San Bernardo de Claraval
Bernardo intervino en las más graves cuestiones de su tiempo, que corrían el riesgo de poner en peligro a la Iglesia. Mantenía viva su humildad meditando sobre los dolores de María y los misterios de la Pasión de Jesús
En 1112 la Orden cisterciense, fundada catorce años antes en una zona pantanosa y entonces dirigida por san Esteban Harding, corría el serio peligro de desaparecer debido a las grandes dificultades que tenía para atraer nuevas vocaciones hacia la austeridad de vida típica de la abadía de Citeaux. Sin embargo, la mañana de Pascua de ese año un carismático chico de 22 años, que después sería conocido por todo el mundo como Bernardo de Claraval (c. 1090-1153), se presentó en Citeaux a la cabeza de una treintena de compañeros - entre amigos, hermanos y otros familiares de extracción noble - pidiendo poder vestir el hábito cisterciense. Había sido el mismo Bernardo, después de haber completado sus estudios, quien preparó a los aspirantes a monjes en los seis meses precedentes, retirándose junto a ellos en una casa paterna y trasmitiéndoles la belleza de la vida consagrada enteramente a Dios. Su entrada en los cistercienses fue una sobreabundancia de gracia que revitalizó la Orden, marcando un avance histórico.

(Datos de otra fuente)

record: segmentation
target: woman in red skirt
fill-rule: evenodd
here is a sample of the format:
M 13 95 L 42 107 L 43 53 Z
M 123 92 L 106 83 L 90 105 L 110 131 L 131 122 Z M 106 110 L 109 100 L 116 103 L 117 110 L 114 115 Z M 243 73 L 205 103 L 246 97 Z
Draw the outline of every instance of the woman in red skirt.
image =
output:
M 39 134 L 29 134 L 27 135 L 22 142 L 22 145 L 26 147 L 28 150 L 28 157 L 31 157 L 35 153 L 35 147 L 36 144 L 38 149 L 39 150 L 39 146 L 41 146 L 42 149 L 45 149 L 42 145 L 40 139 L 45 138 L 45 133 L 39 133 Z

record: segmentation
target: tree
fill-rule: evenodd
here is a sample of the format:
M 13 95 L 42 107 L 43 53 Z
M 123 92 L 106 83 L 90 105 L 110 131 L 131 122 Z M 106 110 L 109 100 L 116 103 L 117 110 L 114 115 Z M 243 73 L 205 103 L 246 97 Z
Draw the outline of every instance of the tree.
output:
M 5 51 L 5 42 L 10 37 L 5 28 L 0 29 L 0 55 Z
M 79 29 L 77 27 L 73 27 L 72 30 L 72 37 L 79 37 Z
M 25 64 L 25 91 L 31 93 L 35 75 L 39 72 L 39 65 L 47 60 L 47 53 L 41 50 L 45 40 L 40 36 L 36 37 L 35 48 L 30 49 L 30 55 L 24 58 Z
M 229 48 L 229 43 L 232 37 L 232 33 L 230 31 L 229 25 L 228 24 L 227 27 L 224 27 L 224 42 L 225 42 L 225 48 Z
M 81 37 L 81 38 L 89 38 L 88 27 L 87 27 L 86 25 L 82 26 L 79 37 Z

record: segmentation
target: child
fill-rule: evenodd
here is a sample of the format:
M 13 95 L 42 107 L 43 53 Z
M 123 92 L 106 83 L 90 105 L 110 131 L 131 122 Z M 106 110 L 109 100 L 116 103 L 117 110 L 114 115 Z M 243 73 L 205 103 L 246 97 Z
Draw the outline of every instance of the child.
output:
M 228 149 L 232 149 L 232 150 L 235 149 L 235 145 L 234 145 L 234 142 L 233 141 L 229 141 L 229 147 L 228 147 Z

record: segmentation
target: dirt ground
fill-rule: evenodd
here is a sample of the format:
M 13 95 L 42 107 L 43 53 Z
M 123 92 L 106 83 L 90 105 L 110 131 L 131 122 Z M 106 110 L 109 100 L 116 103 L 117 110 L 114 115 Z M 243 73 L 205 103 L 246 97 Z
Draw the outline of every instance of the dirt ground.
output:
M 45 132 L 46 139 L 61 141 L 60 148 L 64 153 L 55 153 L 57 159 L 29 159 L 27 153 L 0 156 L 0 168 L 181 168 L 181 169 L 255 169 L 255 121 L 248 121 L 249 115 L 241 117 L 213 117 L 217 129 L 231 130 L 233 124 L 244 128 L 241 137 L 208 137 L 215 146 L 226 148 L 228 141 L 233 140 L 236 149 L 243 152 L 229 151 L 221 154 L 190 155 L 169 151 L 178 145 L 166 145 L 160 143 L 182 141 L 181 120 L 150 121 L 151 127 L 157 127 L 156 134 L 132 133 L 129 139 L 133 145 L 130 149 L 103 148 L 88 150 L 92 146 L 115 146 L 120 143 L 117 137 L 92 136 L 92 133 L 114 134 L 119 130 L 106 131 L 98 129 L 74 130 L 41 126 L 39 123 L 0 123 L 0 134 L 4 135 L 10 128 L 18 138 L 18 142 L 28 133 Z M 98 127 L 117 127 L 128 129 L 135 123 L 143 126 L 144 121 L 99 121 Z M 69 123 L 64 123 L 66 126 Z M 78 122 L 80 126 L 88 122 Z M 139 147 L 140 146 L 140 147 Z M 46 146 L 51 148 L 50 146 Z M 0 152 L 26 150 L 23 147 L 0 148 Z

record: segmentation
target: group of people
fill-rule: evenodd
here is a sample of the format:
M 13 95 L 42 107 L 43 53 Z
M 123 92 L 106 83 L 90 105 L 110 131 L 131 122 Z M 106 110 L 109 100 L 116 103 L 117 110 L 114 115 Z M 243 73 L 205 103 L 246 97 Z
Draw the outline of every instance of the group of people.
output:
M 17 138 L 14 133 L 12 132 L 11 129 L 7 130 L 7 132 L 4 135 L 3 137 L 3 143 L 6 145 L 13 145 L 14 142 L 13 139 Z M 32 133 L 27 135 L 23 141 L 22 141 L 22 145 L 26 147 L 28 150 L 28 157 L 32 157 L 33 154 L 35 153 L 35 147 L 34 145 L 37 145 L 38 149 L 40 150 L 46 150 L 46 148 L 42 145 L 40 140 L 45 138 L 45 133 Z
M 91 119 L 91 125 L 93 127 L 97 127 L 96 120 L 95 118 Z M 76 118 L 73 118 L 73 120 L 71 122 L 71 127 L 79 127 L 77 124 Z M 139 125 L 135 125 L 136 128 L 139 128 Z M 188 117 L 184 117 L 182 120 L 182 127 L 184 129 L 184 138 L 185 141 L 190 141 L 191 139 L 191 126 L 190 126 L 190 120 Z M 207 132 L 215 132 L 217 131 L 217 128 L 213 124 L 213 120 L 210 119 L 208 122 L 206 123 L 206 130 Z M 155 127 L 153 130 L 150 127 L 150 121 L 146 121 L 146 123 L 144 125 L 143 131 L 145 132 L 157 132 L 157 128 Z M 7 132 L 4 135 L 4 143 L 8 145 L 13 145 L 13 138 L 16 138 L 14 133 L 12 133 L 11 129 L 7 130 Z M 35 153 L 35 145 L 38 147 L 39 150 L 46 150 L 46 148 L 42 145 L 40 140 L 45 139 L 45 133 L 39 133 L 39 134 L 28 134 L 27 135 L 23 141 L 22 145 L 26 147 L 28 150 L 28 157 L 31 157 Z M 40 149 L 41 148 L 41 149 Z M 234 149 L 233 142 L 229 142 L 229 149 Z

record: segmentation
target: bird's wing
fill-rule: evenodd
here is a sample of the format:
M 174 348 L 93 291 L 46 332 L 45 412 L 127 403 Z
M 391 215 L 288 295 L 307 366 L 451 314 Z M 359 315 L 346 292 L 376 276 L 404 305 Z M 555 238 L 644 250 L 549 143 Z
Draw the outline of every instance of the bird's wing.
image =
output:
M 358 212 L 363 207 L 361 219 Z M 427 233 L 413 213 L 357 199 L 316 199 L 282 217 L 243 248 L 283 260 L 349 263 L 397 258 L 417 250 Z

Apena tres años después de la llegada a Citeaux, donde vivió en perfecto espíritu de oración y penitencia, Bernardo fue enviado por Esteban Harding a la provincia de Champagne para fundar una nueva abadía en un vasto claro, rico en agua y madera. Junto a él partieron 12 compañeros: a este claro le dieron el nombre de Clairvaux, Claraval, construyendo el monasterio con sus propias manos. Bernardo fue el primer abad y ejerció ese cargo durante treinta y ocho años, hasta su muerte, cuando la abadía de Claraval - que se había convertido en el corazón pulsante de una espectacular renovación espiritual - contaba con 700 religiosos y el santo había fundado en total de 68 monasterios. A la luz de estos hechos, Alejandro III, el papa que lo canonizó en 1174, afirmó: «Podemos decir que no hay nadie, en toda la cristiandad, que desconozca los frutos que él ha traído a la casa de Dios con su palabra y su ejemplo».
Bernardo intervino en las más graves cuestiones de su tiempo, que corrían el riesgo de poner en peligro a la Iglesia. Recorrió Europa para sostener la legitimidad del papa Inocencio II, combatido por Pietro Pierleoni (el antipapa Anacleto II), predicó en favor de la segunda cruzada, combatió las herejías y, en particular, las tesis de Arnaldo de Brescia y Pedro Abelardo. De este último dijo: «Cuando habla de la Trinidad, recuerda a Arrio; cuando lo hace de la gracia, a Pelagio; y cuando habla de la persona de Cristo, a Nestorio». Compuso una gran cantidad de letras y obras que han tenido una notable influencia en la historia del cristianismo hasta merecerle la proclamación de Doctor de la Iglesia (bajo Pío VIII, en 1830) y el título de Doctor Mellifluus. Aún así, a pesar de la autoridad moral y el carisma que le eran reconocidos, mantuvo siempre una profunda humildad, ya que le guiaba el deseo de obrar por la mayor gloria de Dios y la salvación de las almas.
Mantenía viva su humildad meditando sobre los dolores de María y los misterios de la Pasión de Jesús. En una de sus obras más importantes, De diligendo Deo, explicaba cómo alcanzar las cimas del amor de Dios, pasando humildemente a través de cuatro grados. El más alto de estos y el más difícil de conseguir («no sé si en esta vida es posible conseguir el cuarto grado», escribía) es el amor de sí mismo para Dios: «Es decir, aquel en el que el hombre se ama a sí mismo solo para Dios. […] Entonces, admirablemente, casi se olvidará de sí mismo, casi se abandonará a sí mismo para darse todo a Dios, tanto como para convertirse en un espíritu solo con Él. Yo creo que el profeta sintió esto cuando dijo: Entraré en la potencia del Señor y me acordaré solo de Tu justicia».
De su cristocentrismo desciende su riquísima doctrina mariana. Por la inmensa fe que tenía en su protección materna, exhortaba a rezar siempre a la Virgen, camino seguro hacia Dios: «En los peligros, en las angustias, en las incertidumbres, piensa en María, invoca a María. Que ella no se aleje nunca de tus labios, que no se aleje de tu corazón; y para conseguir la ayuda de su oración, no te olvides nunca el ejemplo de su vida. Si la sigues, no puedes desviarte; si le rezas, no te puedes desesperar; si piensas en ella, no te puedes equivocar. Si ella te sostiene, no caerás; si ella te protege, nada tienes que temer; si ella te guía, no te cansarás; si ella es propicia, llegarás a la meta…».